Welche Pflichten im Einzelnen auf der Grundlage neuer Verordnungen zu beachten sind und mit welchen Sanktionen im Falle einer Pflichtverletzung jeweils zu rechnen ist, bleibt abzuwarten. Klar ist jedoch: Von Unternehmen wird zunehmend erwartet, dass sie die Verantwortung für die (globalen) Auswirkungen ihrer Geschäftstätigkeit übernehmen und durch ihre eigenen Betriebsabläufe zu einer nachhaltigen Entwicklung beitragen. Für die Betroffenen empfiehlt sich daher, nicht erst sanktionsbewährte rechtliche Verpflichtungen abzuwarten, sondern die Anforderungen in bereits bestehende Systeme zu integrieren und aktiv Konzepte vorzubereiten. Dementsprechend sind Hersteller und Vertreiber von Produkten gehalten, die aktuellen Entwicklungen in der Gesetzgebung genau zu verfolgen. Hersteller und Vertreiber werden zukünftig verstärkt in der Verantwortung sein.

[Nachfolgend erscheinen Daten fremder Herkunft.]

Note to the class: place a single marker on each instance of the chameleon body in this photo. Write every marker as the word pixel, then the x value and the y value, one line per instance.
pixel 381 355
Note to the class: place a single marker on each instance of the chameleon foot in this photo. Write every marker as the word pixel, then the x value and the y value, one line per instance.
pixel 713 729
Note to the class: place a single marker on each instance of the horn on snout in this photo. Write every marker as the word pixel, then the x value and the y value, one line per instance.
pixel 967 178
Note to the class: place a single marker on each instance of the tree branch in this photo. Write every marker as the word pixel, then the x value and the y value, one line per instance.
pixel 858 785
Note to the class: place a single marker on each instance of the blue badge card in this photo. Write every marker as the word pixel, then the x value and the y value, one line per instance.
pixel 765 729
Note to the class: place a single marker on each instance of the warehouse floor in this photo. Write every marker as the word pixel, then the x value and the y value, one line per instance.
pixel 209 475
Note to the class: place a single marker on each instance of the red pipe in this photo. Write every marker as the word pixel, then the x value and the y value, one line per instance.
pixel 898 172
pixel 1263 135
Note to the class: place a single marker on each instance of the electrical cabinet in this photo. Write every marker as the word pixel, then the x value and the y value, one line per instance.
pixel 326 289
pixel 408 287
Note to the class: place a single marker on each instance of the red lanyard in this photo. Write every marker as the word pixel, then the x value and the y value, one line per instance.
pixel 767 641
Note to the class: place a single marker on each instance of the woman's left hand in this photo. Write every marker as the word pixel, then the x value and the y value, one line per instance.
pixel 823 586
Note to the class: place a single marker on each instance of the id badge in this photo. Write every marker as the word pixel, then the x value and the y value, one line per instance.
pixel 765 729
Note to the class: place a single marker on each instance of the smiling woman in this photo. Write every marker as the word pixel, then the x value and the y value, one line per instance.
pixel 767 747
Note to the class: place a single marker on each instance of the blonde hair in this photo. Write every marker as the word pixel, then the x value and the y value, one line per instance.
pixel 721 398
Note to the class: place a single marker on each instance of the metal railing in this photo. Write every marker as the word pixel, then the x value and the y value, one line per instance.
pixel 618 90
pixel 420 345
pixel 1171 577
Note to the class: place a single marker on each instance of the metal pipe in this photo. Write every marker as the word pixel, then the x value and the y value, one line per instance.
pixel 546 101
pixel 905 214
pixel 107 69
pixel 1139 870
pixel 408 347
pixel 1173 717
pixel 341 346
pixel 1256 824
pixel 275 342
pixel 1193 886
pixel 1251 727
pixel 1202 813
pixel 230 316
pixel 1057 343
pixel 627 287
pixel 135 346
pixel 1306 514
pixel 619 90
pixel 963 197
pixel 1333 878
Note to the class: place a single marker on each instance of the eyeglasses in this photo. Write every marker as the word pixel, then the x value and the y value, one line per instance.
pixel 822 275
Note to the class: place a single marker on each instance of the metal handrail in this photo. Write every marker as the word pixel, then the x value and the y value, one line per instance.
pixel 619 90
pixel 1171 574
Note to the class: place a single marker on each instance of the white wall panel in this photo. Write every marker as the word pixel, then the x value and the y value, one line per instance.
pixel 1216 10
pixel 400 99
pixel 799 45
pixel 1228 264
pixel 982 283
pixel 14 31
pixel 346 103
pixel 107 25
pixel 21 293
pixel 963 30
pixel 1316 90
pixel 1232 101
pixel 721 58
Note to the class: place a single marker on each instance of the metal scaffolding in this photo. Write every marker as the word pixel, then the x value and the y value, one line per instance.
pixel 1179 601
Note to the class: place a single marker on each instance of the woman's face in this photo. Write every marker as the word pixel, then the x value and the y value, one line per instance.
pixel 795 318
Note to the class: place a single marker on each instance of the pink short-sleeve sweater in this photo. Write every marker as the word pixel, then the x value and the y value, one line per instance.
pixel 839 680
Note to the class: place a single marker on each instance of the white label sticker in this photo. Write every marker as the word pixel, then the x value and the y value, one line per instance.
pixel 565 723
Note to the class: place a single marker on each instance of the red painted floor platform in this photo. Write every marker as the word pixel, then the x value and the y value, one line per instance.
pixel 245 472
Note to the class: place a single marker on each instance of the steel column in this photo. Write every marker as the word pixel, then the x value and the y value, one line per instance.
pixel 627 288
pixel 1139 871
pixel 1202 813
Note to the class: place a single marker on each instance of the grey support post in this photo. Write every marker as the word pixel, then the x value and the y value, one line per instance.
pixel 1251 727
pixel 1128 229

Für meinen Wäschetrockner kommen diese Anforderungen zu spät. Ansonsten wäre ihm auch sein früher Tod erspart geblieben, weil nur ein Relais ausgefallen ist. Sondern er könnte jetzt noch munter seine Runden drehen.

* Die Autorin arbeitet als Fachredakteurin „Management“ für die Vogel Communications Group.